Here’s what I know: 12 years does not make losing my mom easier, those years just make it even more unbelievable.
“She’s been gone longer than I ever had the chance to know her,” is an actual line I threw into a conversation with a friend this week.
Today my mom has been dead for 12 years. I knew her for 10.
I’ve been writing this post in my head for weeks, not knowing exactly where I wanted to go with it. It’s exceptionally hard to write about someone on their death anniversary because you’re torn between wanting to write about their life, their death or moments they missed and want to share. I figured I’d try a combination of all three.
My mom’s name was Delia, but she was better known as Loly. She always smelled good and the only time I ever saw her without a fresh manicure was when she was using nail polish remover to give herself a new coat.
She was beautiful and lived for her family. She was a single mom, who took me to work on weekends and, for my sake, turned her lunch breaks into pizza parties. She promised me moments she never got to see through, not because she didn’t want to, but because God had other plans.
She curled my hair for my First Communion, made a big deal every time I made the honor roll and out of love for me pretended to read American Girl books. She worked 10-12 hour days, but still managed to pick up the new Spice Girls CD for me on her way home.

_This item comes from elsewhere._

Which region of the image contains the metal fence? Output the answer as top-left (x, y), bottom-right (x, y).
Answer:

She’s my hero.
It pains me to know that those in my life today will never get to meet her.
3 months after being in the hospital, her heart stopped and then started back up. Throughout the day it would do this a couple more times. Then it didn’t. On the afternoon of January 10, 2003, her heart said enough was enough.

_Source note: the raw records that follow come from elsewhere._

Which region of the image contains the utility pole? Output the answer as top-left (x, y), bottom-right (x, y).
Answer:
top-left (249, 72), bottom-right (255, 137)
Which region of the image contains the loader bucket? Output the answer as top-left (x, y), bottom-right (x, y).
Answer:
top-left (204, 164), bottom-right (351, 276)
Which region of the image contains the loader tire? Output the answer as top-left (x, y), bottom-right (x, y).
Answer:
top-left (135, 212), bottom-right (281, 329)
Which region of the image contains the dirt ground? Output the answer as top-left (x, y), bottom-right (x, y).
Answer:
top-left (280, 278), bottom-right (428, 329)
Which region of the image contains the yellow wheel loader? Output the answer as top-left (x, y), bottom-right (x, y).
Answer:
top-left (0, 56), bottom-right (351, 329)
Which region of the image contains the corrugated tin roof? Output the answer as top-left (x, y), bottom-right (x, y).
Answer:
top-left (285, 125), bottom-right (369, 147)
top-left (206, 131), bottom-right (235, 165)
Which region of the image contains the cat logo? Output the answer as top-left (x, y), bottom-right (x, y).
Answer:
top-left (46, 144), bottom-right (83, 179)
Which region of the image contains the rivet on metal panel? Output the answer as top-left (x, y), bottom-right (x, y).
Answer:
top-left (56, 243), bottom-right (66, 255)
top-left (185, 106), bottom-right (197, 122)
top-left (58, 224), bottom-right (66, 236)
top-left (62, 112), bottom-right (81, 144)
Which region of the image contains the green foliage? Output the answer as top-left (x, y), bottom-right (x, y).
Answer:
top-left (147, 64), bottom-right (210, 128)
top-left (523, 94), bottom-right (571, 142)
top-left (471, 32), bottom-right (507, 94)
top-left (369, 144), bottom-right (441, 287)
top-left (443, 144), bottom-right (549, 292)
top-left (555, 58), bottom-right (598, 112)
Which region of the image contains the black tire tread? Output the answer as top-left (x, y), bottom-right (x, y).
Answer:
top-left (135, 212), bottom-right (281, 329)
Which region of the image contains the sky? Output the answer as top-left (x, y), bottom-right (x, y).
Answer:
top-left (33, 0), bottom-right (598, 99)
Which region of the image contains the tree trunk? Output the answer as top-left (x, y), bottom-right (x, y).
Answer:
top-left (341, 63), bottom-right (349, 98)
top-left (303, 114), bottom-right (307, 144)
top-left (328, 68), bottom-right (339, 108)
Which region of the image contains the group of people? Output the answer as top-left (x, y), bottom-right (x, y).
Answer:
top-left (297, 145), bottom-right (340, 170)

The doorbell to my apartment rang at 4-ish. El Gordo y La Flaca was playing on the TV and in that minute I excused myself to my aunt and went to use the bathroom. I hid in there until I heard my family walk through the door because somehow I knew. And, I didn’t want to know.
I wanted to delay it just a little bit. The same way I wanted to delay writing this piece, because in my mind, if I did, it’d be a little less true. A little less real.
12 years is a long time. I have a cousin who’s going to turn 12 in a month. 12 years is her lifetime. So, like life, knowing someone’s been dead for 12 years, doesn’t make it easier. You just learn to live through all the moments.